• Obdachlosigkeit ist in vielen deutschen Großstädten ein Problem: Im Winter besteht Lebensgefahr
  • Volle Notunterkünfte, strenge Regeln und Gewalt vor Ort verstärken die Problematik
  • Stadt Siegen stellt zehn "Iglous" zur freien Verfügung

Temperaturen weit unter dem Gefrierpunkt verbunden mit einer häufig vorliegende Alkoholkrankheit machen Obdachlosigkeit im Winter nicht nur hart, sondern lebensgefährlich. Laut Statista sind im Winter 2020/2021 23 obdachlose Menschen in Deutschland auf der Straße erfroren. Die Stadt Siegen möchte mit "Iglous" den Betroffenen eine Alternative zu den oft überfüllten Unterkünften bieten: "Sie sind für Personen gedacht, die keinen Unterschlupf in einer Notschlafstelle während des Winters finden können oder wollen".
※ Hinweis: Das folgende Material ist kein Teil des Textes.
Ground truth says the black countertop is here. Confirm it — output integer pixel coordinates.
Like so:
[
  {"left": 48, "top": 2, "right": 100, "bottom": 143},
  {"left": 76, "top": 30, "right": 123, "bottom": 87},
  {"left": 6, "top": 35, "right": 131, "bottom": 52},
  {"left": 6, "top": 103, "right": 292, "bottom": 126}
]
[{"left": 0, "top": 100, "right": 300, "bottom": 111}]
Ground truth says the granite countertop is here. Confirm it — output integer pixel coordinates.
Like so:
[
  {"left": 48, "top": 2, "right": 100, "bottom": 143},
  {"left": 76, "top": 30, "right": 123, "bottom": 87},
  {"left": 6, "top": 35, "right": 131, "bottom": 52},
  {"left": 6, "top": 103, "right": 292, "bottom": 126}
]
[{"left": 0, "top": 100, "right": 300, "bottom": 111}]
Obdachlosigkeit im Winter: Darum können wohnungslose Menschen häufig nicht in Notunterkünfte

Tatsächlich meiden einige obdachlose Menschen Notunterkünfte und schlafen auch im tiefsten Winter auf der Straße. Die Gründe können dabei sehr verschieden sein: Während viele das Angebot einfach nicht annehmen wollen, sorgen sich einige um ihre Gesundheit, ihren Schlaf und ihr Hab und Gut

Ein großes Problem stellt der Alkohol dar. Viele Betroffene sind alkoholkrank. In den Notunterkünften herrscht jedoch striktes Verbot von Drogen. Auch besitzen viele Obdachlose Tiere, die nur in den wenigsten Unterkünften geduldet werden. Und diese sind meist voll.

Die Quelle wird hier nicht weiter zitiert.